Mr. Colfox coloured violently at this direct question—assuredly not easy to answer truthfully without hazard of offence.

“I was not at the ball—I—I heard people talk a little—in the way people talk of everything—about Lostwithiel’s attention to Mrs. Disney, and about her prettiness—they all agreed that if not the loveliest woman in the room, she was at least the most interesting.”

“It was very natural that he should admire her; but I don’t think Martin liked Mr. Crowther’s talking about it in that way, at the dinner-table. The man is horridly underbred. Has Lord Lostwithiel what you call—” she hesitated a little—“a good character?”

“I don’t know about the present. I have heard that in the past his reputation was not altogether good.”

“I understand,” said Allegra, quickly. “The admiration of such a man is an insult; and that is why Mr. Crowther harped upon the fact. I am sure he is a malevolent man.”

“Don’t be hard upon him, Miss Leland. I believe he has only the misfortune to be a cad—a cad by birth, education, and associations. Don’t fling your stone at such a man—consider what an unhappy fate it is.”
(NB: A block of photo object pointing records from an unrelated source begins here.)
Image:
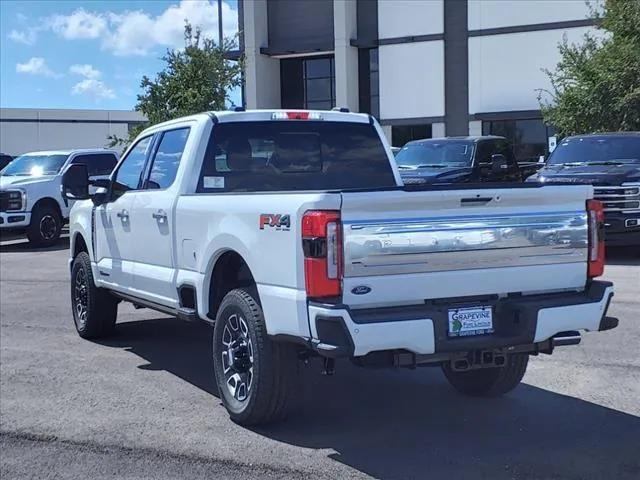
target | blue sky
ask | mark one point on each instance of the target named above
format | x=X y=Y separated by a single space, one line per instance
x=92 y=54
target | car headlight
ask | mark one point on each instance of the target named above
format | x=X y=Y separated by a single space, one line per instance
x=16 y=200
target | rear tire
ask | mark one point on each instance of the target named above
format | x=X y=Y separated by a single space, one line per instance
x=489 y=382
x=45 y=227
x=254 y=374
x=94 y=309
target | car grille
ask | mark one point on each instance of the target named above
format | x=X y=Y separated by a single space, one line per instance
x=619 y=199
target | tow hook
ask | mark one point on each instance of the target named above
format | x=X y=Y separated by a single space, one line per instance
x=328 y=366
x=479 y=359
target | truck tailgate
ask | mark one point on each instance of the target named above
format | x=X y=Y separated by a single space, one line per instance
x=410 y=246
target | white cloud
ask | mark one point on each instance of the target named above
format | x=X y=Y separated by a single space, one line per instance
x=136 y=32
x=28 y=36
x=36 y=66
x=93 y=88
x=79 y=25
x=86 y=71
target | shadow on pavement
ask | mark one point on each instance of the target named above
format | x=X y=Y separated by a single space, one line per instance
x=410 y=424
x=25 y=246
x=623 y=256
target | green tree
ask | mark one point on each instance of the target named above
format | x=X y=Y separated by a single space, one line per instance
x=596 y=85
x=193 y=80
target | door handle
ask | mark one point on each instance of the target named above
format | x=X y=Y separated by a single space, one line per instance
x=160 y=216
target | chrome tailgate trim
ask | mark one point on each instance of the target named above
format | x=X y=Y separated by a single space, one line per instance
x=433 y=244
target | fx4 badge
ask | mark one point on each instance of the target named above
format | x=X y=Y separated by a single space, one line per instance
x=275 y=220
x=360 y=290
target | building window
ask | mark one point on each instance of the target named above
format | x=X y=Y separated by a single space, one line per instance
x=402 y=134
x=319 y=84
x=529 y=137
x=368 y=79
x=308 y=83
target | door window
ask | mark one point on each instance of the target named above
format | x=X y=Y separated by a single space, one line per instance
x=167 y=159
x=97 y=164
x=130 y=171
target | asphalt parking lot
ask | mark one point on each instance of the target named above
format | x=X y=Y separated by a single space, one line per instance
x=143 y=404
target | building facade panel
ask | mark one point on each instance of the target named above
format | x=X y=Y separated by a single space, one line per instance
x=402 y=18
x=412 y=80
x=506 y=71
x=26 y=130
x=296 y=26
x=485 y=14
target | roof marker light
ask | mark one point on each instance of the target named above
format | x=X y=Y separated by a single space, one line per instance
x=299 y=115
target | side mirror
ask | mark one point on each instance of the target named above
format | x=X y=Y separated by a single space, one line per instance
x=75 y=182
x=100 y=182
x=498 y=162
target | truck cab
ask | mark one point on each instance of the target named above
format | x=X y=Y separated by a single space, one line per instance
x=611 y=163
x=293 y=235
x=30 y=198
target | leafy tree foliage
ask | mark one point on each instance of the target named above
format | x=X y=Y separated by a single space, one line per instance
x=596 y=84
x=196 y=79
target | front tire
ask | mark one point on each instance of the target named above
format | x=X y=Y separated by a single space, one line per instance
x=489 y=382
x=254 y=374
x=94 y=309
x=45 y=227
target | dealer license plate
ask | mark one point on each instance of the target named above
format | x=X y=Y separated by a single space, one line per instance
x=464 y=322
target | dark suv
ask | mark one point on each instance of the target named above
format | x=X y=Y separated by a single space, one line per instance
x=457 y=160
x=611 y=163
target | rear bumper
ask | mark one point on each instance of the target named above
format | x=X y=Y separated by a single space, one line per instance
x=338 y=331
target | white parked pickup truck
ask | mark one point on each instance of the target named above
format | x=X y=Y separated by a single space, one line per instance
x=30 y=198
x=291 y=233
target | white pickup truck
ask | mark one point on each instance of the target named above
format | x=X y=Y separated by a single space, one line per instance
x=30 y=198
x=291 y=232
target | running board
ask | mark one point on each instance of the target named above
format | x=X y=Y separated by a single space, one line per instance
x=182 y=313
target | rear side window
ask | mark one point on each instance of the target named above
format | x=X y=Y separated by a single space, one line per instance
x=167 y=158
x=97 y=164
x=294 y=155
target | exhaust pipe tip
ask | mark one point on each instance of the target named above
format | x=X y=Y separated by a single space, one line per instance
x=563 y=339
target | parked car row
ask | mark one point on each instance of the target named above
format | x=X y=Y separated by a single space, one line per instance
x=30 y=198
x=610 y=162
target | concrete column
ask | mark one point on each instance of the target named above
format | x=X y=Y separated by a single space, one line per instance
x=262 y=73
x=346 y=57
x=387 y=133
x=437 y=130
x=475 y=127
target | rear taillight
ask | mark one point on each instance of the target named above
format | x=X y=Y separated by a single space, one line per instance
x=595 y=214
x=322 y=245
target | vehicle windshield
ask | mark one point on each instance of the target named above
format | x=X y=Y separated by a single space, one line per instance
x=35 y=165
x=435 y=154
x=597 y=150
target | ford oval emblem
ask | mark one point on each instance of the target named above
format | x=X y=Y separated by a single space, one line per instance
x=360 y=290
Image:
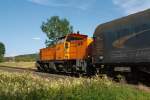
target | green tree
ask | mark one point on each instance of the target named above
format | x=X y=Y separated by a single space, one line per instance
x=2 y=51
x=55 y=28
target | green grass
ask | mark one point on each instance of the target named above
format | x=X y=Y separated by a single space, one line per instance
x=19 y=64
x=25 y=86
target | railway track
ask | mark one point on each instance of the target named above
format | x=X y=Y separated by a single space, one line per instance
x=32 y=71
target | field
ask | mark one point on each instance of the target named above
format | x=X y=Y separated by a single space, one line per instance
x=19 y=64
x=25 y=86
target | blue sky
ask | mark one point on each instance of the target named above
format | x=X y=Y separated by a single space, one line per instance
x=20 y=20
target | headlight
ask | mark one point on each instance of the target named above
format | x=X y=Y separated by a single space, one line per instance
x=101 y=57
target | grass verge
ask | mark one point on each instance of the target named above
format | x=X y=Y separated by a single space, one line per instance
x=19 y=64
x=25 y=86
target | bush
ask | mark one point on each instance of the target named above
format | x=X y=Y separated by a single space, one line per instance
x=28 y=87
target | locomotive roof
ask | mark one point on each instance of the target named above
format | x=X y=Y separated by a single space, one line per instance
x=75 y=35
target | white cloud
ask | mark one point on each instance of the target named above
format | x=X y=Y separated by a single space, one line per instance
x=132 y=6
x=36 y=38
x=80 y=4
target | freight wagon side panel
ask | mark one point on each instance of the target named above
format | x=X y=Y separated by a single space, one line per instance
x=126 y=40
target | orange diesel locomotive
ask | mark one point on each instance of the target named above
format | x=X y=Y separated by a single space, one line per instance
x=71 y=54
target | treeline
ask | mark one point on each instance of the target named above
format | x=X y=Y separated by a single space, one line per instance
x=24 y=58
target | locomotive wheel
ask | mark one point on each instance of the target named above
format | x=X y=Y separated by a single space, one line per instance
x=52 y=67
x=46 y=68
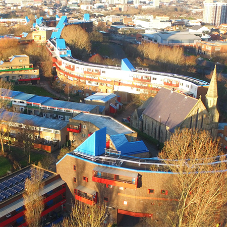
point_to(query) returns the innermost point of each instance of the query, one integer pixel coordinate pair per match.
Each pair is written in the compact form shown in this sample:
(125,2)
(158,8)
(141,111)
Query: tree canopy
(200,181)
(78,40)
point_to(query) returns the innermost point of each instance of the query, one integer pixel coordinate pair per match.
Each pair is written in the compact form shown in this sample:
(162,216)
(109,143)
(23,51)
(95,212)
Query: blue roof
(113,127)
(62,22)
(121,144)
(95,144)
(60,44)
(39,99)
(102,97)
(35,120)
(86,16)
(56,35)
(101,108)
(118,140)
(23,96)
(9,93)
(126,65)
(69,105)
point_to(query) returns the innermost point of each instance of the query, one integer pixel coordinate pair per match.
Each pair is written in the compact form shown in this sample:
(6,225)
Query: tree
(78,40)
(83,215)
(27,136)
(33,200)
(5,89)
(200,183)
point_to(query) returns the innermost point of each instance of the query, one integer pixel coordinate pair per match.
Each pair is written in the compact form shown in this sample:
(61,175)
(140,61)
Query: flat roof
(35,120)
(101,97)
(69,105)
(113,127)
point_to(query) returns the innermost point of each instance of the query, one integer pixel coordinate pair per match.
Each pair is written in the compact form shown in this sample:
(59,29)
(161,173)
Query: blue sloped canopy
(95,144)
(126,65)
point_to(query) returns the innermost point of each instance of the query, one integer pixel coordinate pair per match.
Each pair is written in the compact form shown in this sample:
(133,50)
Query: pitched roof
(169,107)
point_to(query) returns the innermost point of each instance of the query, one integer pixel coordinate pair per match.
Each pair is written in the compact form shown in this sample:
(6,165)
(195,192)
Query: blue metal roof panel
(118,140)
(95,144)
(113,127)
(60,44)
(101,108)
(39,99)
(126,65)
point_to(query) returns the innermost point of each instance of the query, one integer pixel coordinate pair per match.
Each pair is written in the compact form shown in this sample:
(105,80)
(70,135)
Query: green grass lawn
(31,89)
(5,166)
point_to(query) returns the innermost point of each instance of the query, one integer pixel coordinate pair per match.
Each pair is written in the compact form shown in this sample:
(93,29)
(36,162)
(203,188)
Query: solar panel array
(15,184)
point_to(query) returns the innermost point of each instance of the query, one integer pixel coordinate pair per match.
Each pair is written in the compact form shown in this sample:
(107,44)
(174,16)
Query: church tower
(211,102)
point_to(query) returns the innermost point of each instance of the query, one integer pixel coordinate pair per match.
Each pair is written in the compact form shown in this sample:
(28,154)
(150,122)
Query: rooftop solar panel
(6,183)
(18,179)
(13,181)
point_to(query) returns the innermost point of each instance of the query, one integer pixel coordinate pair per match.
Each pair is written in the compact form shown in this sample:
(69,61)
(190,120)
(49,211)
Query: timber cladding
(151,195)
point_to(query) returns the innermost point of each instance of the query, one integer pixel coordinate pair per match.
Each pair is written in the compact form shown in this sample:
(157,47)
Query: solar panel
(2,187)
(13,181)
(17,188)
(6,183)
(18,178)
“Oh, but he does not think himself unhappy. He is bursting with self-importance and the pride of riches. He is the typical rich man of the Psalmist. He must be the happiest man in Trelasco, a thick-skinned man whom nothing can hurt.”

“I am sorry you think so badly of poor Mr. Crowther, because I am really attached to his wife. She is one of the best women I know.”

“So my sister tells me, and I was very much taken with her myself, but one cannot afford to be friendly with Mrs. Crowther at the cost of knowing her husband.”

She spoke with some touch of the insolence of youth, which sets so high a value upon its own opinions and its own independence, and looks upon all the rest of humanity as upon a lower plane. And this arrogant youth, which thinks so meanly of the multitude, will make its own exceptions, and reverence its chosen ideals with a blind hero-worship—for its love is always an upward-looking love, “the desire of the moth for the star.”